La voz del comandante, por primera vez, sonó dura, áspera, mientras se levantaba del sillón para dirigirse al ventanal.

Corrió un poco las cortinas, y su mirada buscó en la oscuridad el cauce helado del Neva. De espaldas a su mujer y a su cuñado, dijo:

—Vuestra jugada fue maestra. Después del atentado fallido, la NKVD os buscaba. ¿Qué mejor coartada que entablar conversación con un capitán de la Milicia? Debisteis pensar: «Nos pegamos al pobre imbécil e intentamos seducirle…».

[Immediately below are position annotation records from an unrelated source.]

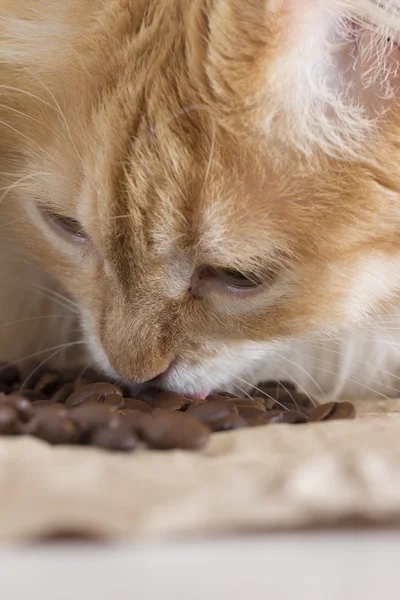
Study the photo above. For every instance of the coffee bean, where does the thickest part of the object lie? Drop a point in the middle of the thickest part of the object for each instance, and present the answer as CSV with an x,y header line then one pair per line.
x,y
213,411
94,416
32,395
276,385
135,404
239,402
293,417
5,388
322,412
113,401
273,416
21,404
54,429
228,423
102,388
148,394
42,402
296,398
47,407
170,401
290,406
63,393
165,430
343,410
250,412
48,383
8,420
120,438
9,374
268,403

Su esposa se acercó a él, intentó abrazarlo, pero Litonev la apartó extendiendo el brazo.

—¿Qué insinúas, Igor? —preguntó Nadezhda entre sollozos.

El comandante se giró, regresó al sillón y apuró de un trago el vodka, para añadir:

—No insinúo nada. Afirmo.

—No te consiento que…

De repente, Yuriv, sin dejarla terminar la frase, la agarró por el brazo y la obligó a sentarse.

—Déjalo, Nadia. Es inútil negarlo. —Giró la mirada hacia Litonev—. Te he entendido, Igor. Si tú nos has localizado, en cuestión de poco tiempo lo hará la NKVD.

Litonev cerró los ojos y asintió. Nadezhda comenzó a llorar. Tomando con manos temblorosas un cigarro, lo encendió.

—¿Nos vas a denunciar? —preguntó Yuriv.

El comandante sacudió la cabeza, negando.

—¿Qué nos propones?

—Lo he estado pensando y creo que lo mejor es que salgáis hacia Finlandia cuanto antes.

—¿Por qué?

—Mañana denunciaré al subcomisario Zaporozhets y, si no consigo su detención, quiero que estéis a salvo.

—¿Y el niño? —preguntó Nadezhda con voz ansiosa.

—Lleváoslo. Estará más seguro con vosotros.

—¿Y tú? —preguntó Yuriv.

—No lo sé. Todo dependerá de lo que ocurra.

—Que esto no te confunda, Igor —dijo Yuriv, aferrando el brazo de su cuñado—. Nunca existió ese Centro Terrorista; nosotros actuamos por cuenta propia. Éramos jóvenes, creíamos que si nos sacrificábamos y matábamos a Stalin, el futuro de la Unión Soviética sería otro.

—Preparad el equipaje —ordenó Litonev y, desasiéndose, consultó el reloj—. El tren saldrá dentro de dos horas.

—Pero… ¿te… te unirás a nosotros en Finlandia? —preguntó Nadia tartamudeando.

—Es posible, pero la espera será larga.

En ese momento, dos golpes secos sonaron en la puerta. Los tres se miraron, interrogantes, y Litonev desenfundó el arma. Otros dos golpes. La idea de peligro se desvaneció: era la señal convenida entre el comandante y su detective.

Litonev se dirigió a la puerta. La abrió y dejó pasar a Mijalik.

—¿Qué ocurre, detective?

—Han asesinado a Ulianov en el hospital.